Help, I Love a 'Holic

People from all walks of life come for help because they love a ‘holic. It doesn’t really matter if the love object is an alcoholic, sexaholic, foodaholic, spendaholic, workaholic, drugaholic...etc.

So often the spouse comes to therapy trying to figure out how best to help the person with the problem. The first order of business in therapy is to acknowledge that two people have a very big problem.

Addiction is insidious, cunning and deadly. Any addiction can kill or lead to dire circumstances. For example, a shopping addiction can lead to out of control debt. Suddenly, the spending addict ends up on the streets, unable to pay the mortgage or can’t get to work since the car was repossessed. Addicts will lie, hide, bully, manipulate, steal and turn whatever issue you have about their behavior back on you. Addicts will undermine your sense of reality, twist and turn stories to make you think that you might just be completely crazy, do virtually anything to make sure they can keep THEIR love object, which, by the way is not their spouse. The first love of any addict is always their addiction. Most partners of addicts still don’t flinch at any of this. They empathize, make excuses and try to understand how to best help the addict so the two of them can live happily ever after. Addicts cause such destruction—so why do their partners seem so intensely focused on helping?

Often addicts have an amazing capacity to connect. They can be experts at tuning in and making people feel special or connected in a way they never have before. They are the greatest charmers around—often looking so good on the outside, perfect mirrors, positive, encouraging, funny, helpful. Usually though, they are only able to maintain these connections for brief periods of time and then resort back to being emotionally unavailable. Much of their time and obsessive thinking is around their addiction.

Their partners, knowing what is possible, keep trying to access the good parts of their loved ones, and avoid the mean addicts who appear more and more as the addiction escalates. The partners hope the addiction will get better over time, but more often it gets worse with awful consequences.

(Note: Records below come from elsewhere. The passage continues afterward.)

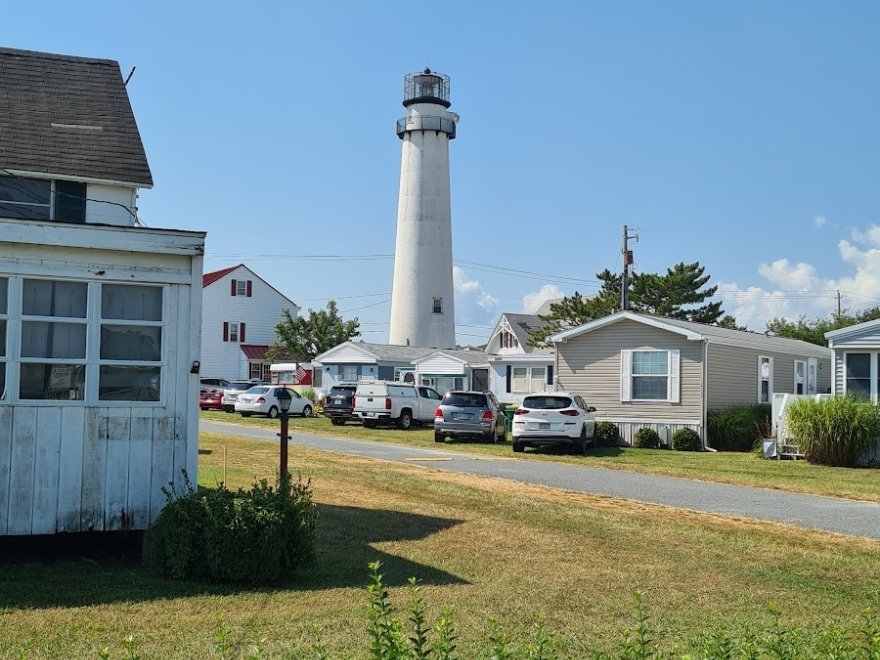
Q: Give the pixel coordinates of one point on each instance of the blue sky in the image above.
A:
(744, 135)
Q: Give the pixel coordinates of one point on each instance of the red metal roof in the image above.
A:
(210, 278)
(254, 351)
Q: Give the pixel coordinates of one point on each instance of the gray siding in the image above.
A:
(733, 374)
(589, 364)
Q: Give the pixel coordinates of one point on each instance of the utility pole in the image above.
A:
(627, 267)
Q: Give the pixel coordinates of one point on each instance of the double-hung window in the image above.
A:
(650, 375)
(131, 343)
(53, 339)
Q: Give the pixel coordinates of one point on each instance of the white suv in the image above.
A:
(554, 418)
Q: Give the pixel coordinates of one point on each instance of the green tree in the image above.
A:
(814, 330)
(679, 293)
(301, 338)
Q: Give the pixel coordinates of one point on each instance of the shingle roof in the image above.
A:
(68, 116)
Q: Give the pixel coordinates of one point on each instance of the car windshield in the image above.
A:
(464, 400)
(547, 402)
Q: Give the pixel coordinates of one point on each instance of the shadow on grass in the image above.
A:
(58, 573)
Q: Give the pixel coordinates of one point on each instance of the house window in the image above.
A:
(765, 379)
(800, 377)
(650, 375)
(53, 339)
(41, 199)
(858, 374)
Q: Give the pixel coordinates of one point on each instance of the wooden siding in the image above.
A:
(733, 374)
(589, 364)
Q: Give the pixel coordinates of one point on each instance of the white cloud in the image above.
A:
(800, 290)
(532, 301)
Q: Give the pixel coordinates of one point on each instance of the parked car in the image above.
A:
(206, 384)
(470, 414)
(339, 406)
(210, 399)
(554, 418)
(381, 401)
(233, 389)
(263, 400)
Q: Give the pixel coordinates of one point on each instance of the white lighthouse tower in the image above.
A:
(422, 306)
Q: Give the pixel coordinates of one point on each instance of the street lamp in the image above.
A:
(284, 398)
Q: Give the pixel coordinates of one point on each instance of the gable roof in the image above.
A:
(68, 116)
(701, 332)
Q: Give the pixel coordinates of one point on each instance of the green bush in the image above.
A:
(839, 432)
(734, 429)
(607, 434)
(647, 438)
(255, 536)
(687, 440)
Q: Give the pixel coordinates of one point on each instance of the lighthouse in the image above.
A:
(422, 305)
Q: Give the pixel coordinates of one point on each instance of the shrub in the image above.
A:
(255, 536)
(607, 434)
(839, 432)
(687, 440)
(734, 429)
(647, 438)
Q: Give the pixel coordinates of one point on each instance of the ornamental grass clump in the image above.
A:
(734, 429)
(839, 432)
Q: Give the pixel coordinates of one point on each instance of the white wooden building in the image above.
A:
(99, 317)
(239, 313)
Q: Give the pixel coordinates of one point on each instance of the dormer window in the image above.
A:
(41, 199)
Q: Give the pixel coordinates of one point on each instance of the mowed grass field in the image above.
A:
(744, 469)
(486, 547)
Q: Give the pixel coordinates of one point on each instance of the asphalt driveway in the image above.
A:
(809, 511)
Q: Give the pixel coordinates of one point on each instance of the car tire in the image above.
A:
(404, 421)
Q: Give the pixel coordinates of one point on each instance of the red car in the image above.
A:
(210, 399)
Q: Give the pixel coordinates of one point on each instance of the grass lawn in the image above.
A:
(745, 469)
(486, 547)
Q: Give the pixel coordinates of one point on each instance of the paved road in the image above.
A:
(810, 511)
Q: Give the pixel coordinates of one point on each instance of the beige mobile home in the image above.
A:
(639, 370)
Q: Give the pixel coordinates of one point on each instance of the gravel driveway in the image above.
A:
(810, 511)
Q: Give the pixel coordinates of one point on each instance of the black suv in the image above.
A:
(340, 403)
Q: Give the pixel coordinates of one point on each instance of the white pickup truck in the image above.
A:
(382, 401)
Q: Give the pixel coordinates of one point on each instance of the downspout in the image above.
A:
(704, 395)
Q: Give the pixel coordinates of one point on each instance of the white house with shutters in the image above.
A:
(239, 313)
(98, 357)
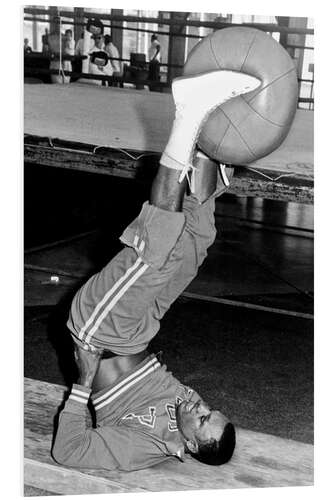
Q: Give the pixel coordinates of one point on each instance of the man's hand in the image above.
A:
(87, 363)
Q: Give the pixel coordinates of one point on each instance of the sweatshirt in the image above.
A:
(136, 423)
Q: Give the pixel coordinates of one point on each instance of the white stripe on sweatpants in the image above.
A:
(106, 297)
(114, 396)
(114, 301)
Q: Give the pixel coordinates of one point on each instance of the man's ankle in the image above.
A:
(166, 191)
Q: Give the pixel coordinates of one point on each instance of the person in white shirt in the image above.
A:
(113, 52)
(99, 65)
(154, 55)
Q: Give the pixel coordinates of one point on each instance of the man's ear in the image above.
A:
(192, 446)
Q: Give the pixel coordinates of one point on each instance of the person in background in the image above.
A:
(113, 53)
(99, 62)
(27, 48)
(60, 45)
(154, 56)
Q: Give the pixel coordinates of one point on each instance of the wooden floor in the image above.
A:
(260, 460)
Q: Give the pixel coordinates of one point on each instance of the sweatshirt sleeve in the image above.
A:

In therapy the partners learn that they are powerless over other people. They can’t make the addict seek treatment and work a 12-step program. Partners have already tried to beg, reason, threaten, and bargain until they realize that they and their children are left in the wake of the addicts' destructive behaviors. They learn that they have to “let go or be dragged” as they say in Al-Anon, a 12-step group for family members of addicts. They hear everyone else in the room talk about their beloved addict, “having so much potential.” They wonder how many times the words, “if only” were spoken in the group. They realize that in an effort to help, certain enabling behaviors actually feed the disease and make it stronger. Al-Anon helps to put the focus back on family members of 'holics, emphasiziing that the only person that can be controlled is oneself. Sometimes people realize that the “love of their lives” was really the “lesson of their lives.” Some people would rather live for the crumbs that they receive from their ‘holic, hoping that one day something will change.

Only if an addict acknowledges a problem and works a recovery program is there hope for change. In any case, life is short, so make sure that you have a life and can be fulfilled no matter what someone else is doing. Often therapy can help with setting boundaries and learning about what keeps you stuck in the patterns and behaviors that you repeat.